Electrical – How to fix the garage’s existing wiring

electricalsubpanelwiring

My non-attached garage is currently fed with a 10-2 w/ground wire from my main service panel via a single pole breaker buried in conduit. When the wire enters the garage it enters a junction box were 2 lights, 3 outlets are fed off of this. I haven't had any issues tripping the circuit breaker feeding the garage, but want to add a sub-panel for a more local disconnect/protection.

If I am understanding correctly I can install a 6 slot panel and not bond the neutral with ground, install a separate ground rod and then feed these 3 circuits with breakers?

I also could "jumper" the other side of the panel (to use all 6 slots), but this might not pass via inspector (making it a 120v only panel)?

I am aware of the main feed capacity which is currently a 15a breaker.

Thanks!

Best Answer

Hold on. Why is it 10 AWG? You're always allowed to use bigger wire than is required, but why did they do it? It's important.

By the way, a local breaker will not trip first. In most cases, it's at least 50/50 that that the breaker in the house will trip first, closer to 100% if it's raining :)

Factoring for distance

For a long cable run, you need to examine your actual loads (not breaker trip rating) and the distance, and consider the voltage drop you would suffer on that circuit given those actual loads. If you're a cable salesman, you want to keep it under 3%. If you're a cable buyer, you want to keep it under 6%, and if there are other segments of wiring, make sure they all together don't exceed 8%. 8% isn't going to break anything.

Most people do not realize the above, and take the cable salesman's default of breaker trip value / 3%. That calls for a bump in wire size every 58 feet @ 120V, or every 115' @ 240V, give or take 10 feet or so.

If your garage is >60' from the house, you need to consider your loads and recompute voltage drop for your loads and percent preference.

One option: change the circuit to 240V

Right off the bat, doing so cuts your voltage drop in half, and your power drop by 3/4. After this refactoring, you could definitely fuse the circuit for 20A -- and just like 120V, 20A is the cap for "normal" branch circuits. You would need to use 240V lighting (which is easy, many lights are 120-240-277V multi-voltage these days). And you would need to change all your receptacles to NEMA 6, and use 240V appliances obviously. You could use an isolation transformer for 120V appliances.

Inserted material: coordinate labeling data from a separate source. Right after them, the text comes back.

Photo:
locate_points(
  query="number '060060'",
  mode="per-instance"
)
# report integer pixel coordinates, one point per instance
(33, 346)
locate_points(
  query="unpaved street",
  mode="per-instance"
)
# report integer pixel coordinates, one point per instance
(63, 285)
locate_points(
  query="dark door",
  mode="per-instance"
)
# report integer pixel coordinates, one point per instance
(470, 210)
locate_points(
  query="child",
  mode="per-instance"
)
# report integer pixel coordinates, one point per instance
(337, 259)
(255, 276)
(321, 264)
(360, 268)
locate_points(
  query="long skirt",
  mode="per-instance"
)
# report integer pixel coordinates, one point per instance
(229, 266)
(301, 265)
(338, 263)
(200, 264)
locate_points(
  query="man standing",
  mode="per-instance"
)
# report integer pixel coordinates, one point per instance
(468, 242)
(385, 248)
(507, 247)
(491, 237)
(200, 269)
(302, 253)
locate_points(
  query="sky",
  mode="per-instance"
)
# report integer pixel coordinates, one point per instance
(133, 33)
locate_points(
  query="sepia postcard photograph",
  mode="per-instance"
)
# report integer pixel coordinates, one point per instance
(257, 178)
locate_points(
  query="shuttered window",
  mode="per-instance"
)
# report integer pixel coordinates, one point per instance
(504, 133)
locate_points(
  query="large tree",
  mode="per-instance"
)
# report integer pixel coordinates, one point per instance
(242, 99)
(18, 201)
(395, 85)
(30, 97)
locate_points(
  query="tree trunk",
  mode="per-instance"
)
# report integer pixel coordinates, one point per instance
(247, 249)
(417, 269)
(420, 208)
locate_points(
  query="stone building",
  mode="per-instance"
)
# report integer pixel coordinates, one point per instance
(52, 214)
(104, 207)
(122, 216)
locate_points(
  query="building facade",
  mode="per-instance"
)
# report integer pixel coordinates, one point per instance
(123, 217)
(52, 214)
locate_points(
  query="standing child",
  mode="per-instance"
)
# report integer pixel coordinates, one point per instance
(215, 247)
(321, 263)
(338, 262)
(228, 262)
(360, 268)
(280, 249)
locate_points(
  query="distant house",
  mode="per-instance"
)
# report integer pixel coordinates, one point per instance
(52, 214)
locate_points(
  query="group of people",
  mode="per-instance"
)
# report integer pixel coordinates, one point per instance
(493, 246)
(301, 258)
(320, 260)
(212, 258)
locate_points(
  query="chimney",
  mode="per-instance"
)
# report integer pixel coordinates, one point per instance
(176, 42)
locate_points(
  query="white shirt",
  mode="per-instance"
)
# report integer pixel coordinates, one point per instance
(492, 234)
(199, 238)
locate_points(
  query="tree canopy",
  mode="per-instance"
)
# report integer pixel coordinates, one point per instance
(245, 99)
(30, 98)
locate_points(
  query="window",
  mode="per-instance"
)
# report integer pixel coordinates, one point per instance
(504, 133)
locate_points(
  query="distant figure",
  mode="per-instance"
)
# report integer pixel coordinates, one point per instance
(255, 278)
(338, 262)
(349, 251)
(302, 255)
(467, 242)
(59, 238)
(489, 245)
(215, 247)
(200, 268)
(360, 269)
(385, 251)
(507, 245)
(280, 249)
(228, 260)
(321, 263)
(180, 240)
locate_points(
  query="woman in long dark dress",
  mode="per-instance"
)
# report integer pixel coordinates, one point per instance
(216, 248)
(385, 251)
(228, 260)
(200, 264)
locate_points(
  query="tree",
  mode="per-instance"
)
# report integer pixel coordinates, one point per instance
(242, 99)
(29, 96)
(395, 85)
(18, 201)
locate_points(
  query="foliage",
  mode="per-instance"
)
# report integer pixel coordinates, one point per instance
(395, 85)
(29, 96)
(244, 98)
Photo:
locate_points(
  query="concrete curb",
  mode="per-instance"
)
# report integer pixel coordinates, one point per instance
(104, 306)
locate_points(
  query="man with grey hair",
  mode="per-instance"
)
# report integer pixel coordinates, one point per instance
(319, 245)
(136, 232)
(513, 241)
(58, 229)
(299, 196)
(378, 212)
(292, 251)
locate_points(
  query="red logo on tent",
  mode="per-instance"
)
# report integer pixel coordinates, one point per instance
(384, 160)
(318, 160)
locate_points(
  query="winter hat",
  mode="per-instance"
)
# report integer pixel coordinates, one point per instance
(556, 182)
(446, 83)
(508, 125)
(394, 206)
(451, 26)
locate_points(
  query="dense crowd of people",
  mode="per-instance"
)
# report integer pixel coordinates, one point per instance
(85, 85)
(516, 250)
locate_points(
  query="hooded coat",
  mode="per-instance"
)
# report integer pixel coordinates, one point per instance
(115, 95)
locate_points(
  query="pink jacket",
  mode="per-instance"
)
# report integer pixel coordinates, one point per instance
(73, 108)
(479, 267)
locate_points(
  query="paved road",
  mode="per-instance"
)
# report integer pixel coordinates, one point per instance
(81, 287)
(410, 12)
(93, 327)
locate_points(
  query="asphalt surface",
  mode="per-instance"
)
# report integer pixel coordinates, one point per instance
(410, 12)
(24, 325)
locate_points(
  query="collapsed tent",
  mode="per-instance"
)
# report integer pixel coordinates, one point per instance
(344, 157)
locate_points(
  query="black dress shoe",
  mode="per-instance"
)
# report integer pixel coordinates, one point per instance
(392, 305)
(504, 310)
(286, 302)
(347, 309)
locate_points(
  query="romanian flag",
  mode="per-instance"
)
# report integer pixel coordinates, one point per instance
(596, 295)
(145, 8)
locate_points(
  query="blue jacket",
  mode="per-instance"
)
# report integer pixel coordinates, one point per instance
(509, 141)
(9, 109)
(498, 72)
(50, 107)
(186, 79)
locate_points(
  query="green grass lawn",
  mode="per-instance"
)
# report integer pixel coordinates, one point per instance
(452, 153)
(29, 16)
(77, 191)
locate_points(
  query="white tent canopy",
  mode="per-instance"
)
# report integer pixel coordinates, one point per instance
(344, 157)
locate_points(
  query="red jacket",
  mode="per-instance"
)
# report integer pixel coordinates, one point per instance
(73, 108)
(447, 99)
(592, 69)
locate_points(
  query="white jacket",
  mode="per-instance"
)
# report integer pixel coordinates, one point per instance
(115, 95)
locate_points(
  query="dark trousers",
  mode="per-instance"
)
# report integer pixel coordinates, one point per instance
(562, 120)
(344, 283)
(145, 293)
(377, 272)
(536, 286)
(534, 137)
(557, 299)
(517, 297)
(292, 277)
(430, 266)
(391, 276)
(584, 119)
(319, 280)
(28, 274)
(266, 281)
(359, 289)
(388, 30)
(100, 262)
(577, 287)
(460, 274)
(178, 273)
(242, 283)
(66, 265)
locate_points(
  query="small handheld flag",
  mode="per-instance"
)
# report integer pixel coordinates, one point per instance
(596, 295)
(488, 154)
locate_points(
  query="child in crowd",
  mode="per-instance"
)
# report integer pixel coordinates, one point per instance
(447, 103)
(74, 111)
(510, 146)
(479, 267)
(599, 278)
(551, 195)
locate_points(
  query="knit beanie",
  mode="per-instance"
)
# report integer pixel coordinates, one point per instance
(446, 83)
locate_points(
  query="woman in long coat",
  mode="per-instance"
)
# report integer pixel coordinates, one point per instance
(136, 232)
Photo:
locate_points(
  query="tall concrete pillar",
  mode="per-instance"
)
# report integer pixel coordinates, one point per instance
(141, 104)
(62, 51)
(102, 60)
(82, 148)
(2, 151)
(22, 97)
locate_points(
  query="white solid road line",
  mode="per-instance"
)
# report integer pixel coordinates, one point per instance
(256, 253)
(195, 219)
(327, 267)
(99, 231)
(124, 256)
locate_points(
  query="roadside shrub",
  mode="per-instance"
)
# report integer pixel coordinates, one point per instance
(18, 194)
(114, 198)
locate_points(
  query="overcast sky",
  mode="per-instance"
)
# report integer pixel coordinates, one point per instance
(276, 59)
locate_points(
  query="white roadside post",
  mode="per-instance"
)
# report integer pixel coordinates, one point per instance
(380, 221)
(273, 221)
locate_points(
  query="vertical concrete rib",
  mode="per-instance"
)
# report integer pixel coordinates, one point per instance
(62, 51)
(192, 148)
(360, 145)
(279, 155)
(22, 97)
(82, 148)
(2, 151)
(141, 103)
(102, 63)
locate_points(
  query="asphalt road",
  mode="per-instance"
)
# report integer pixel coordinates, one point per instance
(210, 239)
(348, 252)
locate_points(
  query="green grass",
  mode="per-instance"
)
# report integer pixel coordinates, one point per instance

Since this is still one circuit, you don't need to install local grounding rods.

Another option: Multi-wire branch circuit

If the existing wire is conduit, this will be easy, but you will need to replace the 10/2 cable with individual wires. You get to do your voltage drop calculations based on 240V if both legs are loaded at least halfway - so if you have 6A of lighting on one leg, and 12A of tool on the other, you're golden.

This is still a single circuit, so you still don't need grounding rods.

120V Subpanel

This is the solution you are thinking of. Without running an additional neutral, you can wire the subpanel as a 120V subpanel. Pick a tiny panel (e.g. 18 spaces)* that has a main breaker (mandatory), and just split the 120V hot wire to both sides of the main breaker.

Technically, you don't need a main breaker only a shutoff switch, but the cheapest way to get large-amperage shutoff switches is main breakers in panels. Also, it's morally important that the shutoff switch be readily obvious, and a larger "main breaker" set above the other breakers does the job. Code technically allows a back-fed breaker with a label, but I think that's too confusing to someone in a panic, in a hurry, in the dark.

Since its' a subpanel, it will need 2 ground rods set at least 6' apart - yes, in addition to the ground wire going back to the house. It only needs one ground rod if it passes the ground impedance test, but that test is not DIYable, and ground rods are.

120/240V subpanel

If it's in conduit, and you can run 3 wires + ground, you can make it a 120/240V subpanel, in the normal way subpanels are done. For least voltage drop, try to have loads balanced (or at least 50% balanced). Other than that, see above.

Transformer-fed panel

Lastly I'll mention the option of using the /2 cable to feed a 240/480--120/240 transformer. You get to keep the same cable, but you are able to deliver 120V/240V, and voltage drop on 120V loads is reduced by 3/4.

In this case you obtain a 5 KVA transformer (Craigslist sometimes has them in the $100-ish range) and feed the primary with 240V from the house. The secondary feeds the garage panel, which is a "main panel" (because it's transformer-derived) so we need ground rods again. The transformer automagically converts your 120V draws into 240V at half the amperage, which means 1/4 the voltage drop. You can also jumper the transformer to give you a few volts "bump" to compensate for voltage drop.